Yes, I hope though that the pressure on the writer of that software was enough to make him check thoroughly for errors.


A train company did this in North Carolina instead of raising the height of their trestle: http://11foot8.com/


One additional benefit to the water sign: It doesn't leave the roadway strewn with debris.


I guess they are afraid that the broken bar can damage some other vehicle. Still, something heavier that can be damaged and can stop the truck before the tunnel is the proper solution, not the strange projections. Drivers are too sleepy sometimes, in spite of the expectations of the idealists.

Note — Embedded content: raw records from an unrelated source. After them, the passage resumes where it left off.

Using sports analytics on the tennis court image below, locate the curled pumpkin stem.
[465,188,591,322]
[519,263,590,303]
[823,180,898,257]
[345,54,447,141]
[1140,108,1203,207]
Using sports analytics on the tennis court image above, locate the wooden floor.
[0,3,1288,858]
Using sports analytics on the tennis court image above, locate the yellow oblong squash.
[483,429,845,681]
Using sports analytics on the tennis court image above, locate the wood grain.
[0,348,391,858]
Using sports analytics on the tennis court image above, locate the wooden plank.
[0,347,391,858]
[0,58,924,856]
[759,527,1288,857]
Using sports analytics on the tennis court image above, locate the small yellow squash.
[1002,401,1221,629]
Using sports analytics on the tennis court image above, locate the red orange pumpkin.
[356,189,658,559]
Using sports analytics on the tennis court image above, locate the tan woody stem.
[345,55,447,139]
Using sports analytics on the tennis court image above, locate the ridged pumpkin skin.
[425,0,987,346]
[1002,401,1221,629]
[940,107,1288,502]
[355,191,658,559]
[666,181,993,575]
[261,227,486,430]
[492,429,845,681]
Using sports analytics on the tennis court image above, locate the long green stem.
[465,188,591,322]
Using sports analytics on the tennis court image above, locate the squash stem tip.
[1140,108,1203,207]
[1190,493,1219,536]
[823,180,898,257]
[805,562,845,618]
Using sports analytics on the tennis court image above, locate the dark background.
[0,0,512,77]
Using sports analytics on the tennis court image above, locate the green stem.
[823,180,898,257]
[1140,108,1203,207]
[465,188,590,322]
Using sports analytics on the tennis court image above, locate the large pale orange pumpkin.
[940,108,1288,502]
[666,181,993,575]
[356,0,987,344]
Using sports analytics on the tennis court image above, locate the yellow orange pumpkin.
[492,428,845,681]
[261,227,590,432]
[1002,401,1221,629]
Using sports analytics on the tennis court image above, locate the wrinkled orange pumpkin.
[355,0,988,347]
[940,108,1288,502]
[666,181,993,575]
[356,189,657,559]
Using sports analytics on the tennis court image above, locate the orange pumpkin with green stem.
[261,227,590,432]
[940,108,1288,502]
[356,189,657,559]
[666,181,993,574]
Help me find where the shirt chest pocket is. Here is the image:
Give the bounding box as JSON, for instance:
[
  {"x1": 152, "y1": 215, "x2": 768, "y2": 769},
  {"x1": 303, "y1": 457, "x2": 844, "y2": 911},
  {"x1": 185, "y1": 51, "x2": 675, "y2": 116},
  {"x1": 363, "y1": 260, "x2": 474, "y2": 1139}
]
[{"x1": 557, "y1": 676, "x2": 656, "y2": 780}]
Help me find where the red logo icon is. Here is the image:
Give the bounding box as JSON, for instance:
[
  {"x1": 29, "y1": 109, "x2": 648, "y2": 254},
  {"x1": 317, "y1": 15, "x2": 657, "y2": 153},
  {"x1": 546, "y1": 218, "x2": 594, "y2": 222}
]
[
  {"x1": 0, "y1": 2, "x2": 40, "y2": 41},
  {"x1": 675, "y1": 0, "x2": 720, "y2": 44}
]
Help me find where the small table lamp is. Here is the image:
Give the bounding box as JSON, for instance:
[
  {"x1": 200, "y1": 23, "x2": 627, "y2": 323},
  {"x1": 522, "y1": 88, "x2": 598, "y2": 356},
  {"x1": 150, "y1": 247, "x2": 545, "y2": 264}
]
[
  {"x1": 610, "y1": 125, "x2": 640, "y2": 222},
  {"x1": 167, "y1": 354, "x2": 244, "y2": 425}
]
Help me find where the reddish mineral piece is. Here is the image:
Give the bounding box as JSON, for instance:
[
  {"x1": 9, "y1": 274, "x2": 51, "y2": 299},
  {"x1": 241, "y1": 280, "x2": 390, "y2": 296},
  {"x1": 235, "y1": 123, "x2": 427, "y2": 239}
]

They showed footage where low bars did physically stop the truck (or at least tore off the top part of the cargo container), but this still caused debris to be showered across the tunnel entrance, which resulted in large traffic delays.


The Blackwall Tunnel in London has a something similar with heavy metal weights on chains. http://www.sabre-roads.org.uk/forum/viewtopic.php?f=1&t=...

These will make a fair mess of a vehicle, I saw them hitting a lorry once but are pretty attention grabbing.

The Blackwall Tunnel has different heights and widths for different lanes due to the tunnel profile which is why the restrictions are different in each lane in this photo.


In some jurisdictions, the owner of the truck can sue you for damages if the structure was constructed with the intent and purpose of damaging the truck.


Sad, when the alternative is no device there, and the owner of the tunnel/bridge can sue the truck owner for damages.


Yes, but that would require that the road close for debris to be picked up. The water wall solution allows the tunnel to resume operation quickly. A small jam in the Sydney Harbour Tunnel blocks the whole city, so we want to avoid unnecessarily large delays.


self-driving car systems are going to eliminate human operators in a few years anyway, no?


In a few decades maybe, certainly not a few years.